Our study had some limitations. Masking of the surgical treatment performed was not possible. While we tried to recruit patients without significant cataract, it was difficult to accurately assess the degree of cataract at presentation due to cornea oedema in many cases. The study participants were Vietnamese, and the findings may not be applicable to other populations.
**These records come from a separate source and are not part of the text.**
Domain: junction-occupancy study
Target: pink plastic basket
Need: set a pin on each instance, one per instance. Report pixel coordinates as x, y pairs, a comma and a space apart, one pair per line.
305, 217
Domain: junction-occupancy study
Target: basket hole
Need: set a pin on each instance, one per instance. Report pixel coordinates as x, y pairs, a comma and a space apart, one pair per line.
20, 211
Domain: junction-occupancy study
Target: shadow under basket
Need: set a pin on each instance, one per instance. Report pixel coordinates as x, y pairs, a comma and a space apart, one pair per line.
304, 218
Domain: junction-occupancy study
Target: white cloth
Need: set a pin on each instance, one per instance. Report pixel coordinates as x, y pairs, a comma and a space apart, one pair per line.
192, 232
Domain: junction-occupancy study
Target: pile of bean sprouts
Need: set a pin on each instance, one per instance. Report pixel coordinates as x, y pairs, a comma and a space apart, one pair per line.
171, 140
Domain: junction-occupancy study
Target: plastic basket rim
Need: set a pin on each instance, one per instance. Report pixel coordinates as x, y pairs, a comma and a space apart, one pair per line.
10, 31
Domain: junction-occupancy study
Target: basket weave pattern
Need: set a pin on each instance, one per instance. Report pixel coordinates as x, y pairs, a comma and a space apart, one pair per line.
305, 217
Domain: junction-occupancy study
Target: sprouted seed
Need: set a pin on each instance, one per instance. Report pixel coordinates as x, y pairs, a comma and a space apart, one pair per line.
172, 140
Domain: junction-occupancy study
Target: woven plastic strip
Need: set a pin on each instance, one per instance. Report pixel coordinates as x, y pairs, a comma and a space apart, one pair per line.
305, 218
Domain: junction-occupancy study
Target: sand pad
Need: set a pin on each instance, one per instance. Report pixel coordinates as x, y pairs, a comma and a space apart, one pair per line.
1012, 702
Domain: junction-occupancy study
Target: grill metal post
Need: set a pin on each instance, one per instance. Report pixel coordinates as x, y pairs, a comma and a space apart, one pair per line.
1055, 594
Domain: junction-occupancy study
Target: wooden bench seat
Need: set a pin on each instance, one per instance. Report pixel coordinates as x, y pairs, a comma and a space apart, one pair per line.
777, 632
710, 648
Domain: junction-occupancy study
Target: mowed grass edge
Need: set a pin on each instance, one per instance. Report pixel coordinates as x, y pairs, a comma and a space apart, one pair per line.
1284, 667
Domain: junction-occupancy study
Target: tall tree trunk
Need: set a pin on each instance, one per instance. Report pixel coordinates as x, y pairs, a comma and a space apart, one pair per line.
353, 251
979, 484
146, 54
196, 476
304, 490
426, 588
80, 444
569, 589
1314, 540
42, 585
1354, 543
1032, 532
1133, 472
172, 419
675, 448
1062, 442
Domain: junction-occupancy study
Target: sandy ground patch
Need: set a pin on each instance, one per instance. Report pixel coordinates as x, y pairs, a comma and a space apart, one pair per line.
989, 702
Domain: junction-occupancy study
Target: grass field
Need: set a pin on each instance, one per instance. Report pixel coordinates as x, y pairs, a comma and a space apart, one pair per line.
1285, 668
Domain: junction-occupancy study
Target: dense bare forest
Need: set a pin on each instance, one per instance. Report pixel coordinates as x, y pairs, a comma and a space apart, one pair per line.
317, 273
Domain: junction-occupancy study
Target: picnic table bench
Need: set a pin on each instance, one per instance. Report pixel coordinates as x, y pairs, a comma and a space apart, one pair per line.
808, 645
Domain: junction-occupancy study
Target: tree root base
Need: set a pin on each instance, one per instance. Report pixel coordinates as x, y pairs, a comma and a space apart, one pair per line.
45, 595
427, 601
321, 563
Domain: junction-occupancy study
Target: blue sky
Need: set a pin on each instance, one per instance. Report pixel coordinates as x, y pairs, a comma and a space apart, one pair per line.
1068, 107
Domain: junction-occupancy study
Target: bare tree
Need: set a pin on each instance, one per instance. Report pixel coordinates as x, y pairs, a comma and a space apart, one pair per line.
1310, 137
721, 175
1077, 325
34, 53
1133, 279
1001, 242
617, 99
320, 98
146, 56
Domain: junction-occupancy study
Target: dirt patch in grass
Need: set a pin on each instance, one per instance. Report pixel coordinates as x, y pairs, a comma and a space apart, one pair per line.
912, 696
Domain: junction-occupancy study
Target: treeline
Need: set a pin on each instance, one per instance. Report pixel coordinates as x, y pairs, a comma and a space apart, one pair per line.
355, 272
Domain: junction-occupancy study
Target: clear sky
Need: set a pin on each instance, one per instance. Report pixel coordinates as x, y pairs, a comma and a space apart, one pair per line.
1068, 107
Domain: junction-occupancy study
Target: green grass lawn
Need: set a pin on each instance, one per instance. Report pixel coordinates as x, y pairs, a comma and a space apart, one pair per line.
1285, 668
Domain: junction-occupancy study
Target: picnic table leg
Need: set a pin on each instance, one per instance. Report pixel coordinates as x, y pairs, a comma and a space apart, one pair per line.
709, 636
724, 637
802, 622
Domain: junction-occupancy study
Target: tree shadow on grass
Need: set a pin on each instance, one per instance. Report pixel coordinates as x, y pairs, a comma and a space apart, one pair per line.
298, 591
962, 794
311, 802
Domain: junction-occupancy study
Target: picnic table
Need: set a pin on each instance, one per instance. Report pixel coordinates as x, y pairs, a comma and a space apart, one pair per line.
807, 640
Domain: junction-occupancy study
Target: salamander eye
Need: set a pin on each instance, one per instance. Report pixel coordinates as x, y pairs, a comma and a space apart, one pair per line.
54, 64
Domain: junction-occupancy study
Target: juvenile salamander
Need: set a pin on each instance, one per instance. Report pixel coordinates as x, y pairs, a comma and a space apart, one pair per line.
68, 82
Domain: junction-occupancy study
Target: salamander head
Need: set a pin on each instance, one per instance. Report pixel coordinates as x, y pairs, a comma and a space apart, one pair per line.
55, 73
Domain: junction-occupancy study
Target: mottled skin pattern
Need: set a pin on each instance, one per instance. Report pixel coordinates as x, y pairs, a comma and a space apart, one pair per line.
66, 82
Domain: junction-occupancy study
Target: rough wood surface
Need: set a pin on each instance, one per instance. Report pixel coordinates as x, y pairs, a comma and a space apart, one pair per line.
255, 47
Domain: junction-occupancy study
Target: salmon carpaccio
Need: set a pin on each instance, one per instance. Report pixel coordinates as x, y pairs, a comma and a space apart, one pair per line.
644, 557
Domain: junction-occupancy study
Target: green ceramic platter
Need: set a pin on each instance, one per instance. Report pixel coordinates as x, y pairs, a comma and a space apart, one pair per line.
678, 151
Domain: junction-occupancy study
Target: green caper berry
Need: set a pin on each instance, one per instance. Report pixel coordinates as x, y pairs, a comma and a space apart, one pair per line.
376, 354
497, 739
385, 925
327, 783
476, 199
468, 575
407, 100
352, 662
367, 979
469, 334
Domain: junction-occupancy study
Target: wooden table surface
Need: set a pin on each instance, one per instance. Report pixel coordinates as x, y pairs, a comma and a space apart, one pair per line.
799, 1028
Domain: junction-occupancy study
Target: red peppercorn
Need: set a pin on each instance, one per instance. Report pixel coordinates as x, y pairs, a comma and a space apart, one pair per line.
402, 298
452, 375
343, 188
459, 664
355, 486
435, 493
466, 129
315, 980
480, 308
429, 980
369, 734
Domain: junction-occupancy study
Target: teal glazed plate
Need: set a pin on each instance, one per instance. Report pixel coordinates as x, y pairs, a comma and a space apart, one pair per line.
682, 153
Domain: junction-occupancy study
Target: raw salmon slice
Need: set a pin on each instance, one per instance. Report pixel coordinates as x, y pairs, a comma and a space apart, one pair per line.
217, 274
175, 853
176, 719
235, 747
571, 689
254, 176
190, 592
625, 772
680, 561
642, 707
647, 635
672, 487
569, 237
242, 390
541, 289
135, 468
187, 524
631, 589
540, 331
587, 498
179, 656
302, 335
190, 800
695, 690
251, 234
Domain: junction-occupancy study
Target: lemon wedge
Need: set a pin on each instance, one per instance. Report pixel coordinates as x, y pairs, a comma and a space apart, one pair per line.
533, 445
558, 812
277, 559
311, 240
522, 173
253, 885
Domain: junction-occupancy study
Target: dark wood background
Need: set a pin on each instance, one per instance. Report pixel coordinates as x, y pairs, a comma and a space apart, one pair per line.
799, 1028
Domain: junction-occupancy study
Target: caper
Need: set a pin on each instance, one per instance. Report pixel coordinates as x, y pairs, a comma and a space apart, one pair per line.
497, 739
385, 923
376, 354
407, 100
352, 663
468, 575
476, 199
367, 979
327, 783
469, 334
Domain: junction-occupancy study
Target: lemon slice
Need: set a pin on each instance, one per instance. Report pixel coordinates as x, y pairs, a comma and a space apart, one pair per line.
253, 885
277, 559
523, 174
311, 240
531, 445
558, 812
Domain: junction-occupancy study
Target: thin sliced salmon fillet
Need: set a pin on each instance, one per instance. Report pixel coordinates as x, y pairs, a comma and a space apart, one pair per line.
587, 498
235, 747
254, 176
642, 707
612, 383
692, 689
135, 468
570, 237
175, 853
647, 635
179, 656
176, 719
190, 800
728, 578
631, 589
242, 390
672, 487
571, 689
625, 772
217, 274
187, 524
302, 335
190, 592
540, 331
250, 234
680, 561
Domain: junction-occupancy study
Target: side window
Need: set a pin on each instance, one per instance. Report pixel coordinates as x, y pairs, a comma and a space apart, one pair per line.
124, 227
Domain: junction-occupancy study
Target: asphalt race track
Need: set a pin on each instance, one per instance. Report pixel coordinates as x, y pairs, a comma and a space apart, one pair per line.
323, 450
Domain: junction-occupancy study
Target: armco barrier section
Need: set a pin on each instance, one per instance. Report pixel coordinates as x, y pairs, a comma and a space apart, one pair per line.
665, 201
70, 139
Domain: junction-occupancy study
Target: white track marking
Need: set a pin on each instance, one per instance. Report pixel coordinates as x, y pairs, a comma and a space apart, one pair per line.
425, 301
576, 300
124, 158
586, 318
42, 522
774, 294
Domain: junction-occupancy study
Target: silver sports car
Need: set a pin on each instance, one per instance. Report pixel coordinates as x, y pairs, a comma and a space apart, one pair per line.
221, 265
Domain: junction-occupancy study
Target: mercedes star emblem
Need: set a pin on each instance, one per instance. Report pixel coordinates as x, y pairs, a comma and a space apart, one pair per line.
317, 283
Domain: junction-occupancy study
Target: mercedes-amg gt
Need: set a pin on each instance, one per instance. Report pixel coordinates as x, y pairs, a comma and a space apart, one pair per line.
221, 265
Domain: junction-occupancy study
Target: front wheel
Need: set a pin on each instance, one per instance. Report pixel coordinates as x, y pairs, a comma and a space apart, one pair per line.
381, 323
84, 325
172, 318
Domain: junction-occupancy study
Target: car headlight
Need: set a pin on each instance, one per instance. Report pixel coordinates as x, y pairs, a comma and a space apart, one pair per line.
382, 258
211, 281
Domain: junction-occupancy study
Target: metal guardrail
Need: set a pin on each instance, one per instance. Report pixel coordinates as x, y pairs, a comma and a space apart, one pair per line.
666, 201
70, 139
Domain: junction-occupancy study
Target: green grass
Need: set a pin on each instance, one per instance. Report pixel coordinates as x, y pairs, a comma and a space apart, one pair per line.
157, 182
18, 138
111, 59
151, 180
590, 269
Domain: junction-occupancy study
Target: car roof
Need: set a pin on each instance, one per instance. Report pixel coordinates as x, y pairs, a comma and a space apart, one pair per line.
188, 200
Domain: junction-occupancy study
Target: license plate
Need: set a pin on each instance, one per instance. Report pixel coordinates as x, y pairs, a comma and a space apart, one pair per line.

There could have been a learning curve with surgical iridectomy, which may explain the higher than expected rates of hyphaema. While we did power the study to detect differences in complication rates between the two surgical procedures, it is possible that we may not have detected a difference in terms of IOP between both groups due to inadequate sample size. While the occurrences of complications were accounted for, it was difficult to account for the severity of each complication measure. In a paper published during the recruitment phase of this study [13], glaucoma randomised trials were seen to report frequency of complications, but commonly left out severity of the complications. Hence, it is possible that the complication rates between both groups be significant after adjusting for severity. Finally, we did not use adjunctive mitomycin-C for the trabeculectomy group as this is not available in Vietnam.

In conclusion, medically unresponsive APAC without significant cataract can be treated effectively with either LI-SI or trabeculectomy without severe complications. However, there seemed to be a higher rate of complications associated with LI-SI.

Summary

What was known before

  • Medically unresponsive APAC is usually a nightmare to treat, and treatment with trabeculectomy is undertaken in many parts of the world. This however leads to potentially serious post-operative complications. Pupil block from APAC can largely be resolved with laser peripheral Iridotomy, but in some cases, plateau iris may cause the Iridotomy to fail. If successful, this can potentially mitigate the serious complications associated with Trabeculectomy.

What this study adds

  • We explored options to the treatment of refractory APAC by comparing laser peripheral Iridotomy with surgical iridectomy against trabeculectomy surgery, with outcomes and complications compared. The non superiority of trabeculectomy shown shows that these potentially sight threatening complications can be mitigated with less invasive measures. With this paper, refractory APAC can be treated effectively without incurring the complications associated with Trabeculectomy.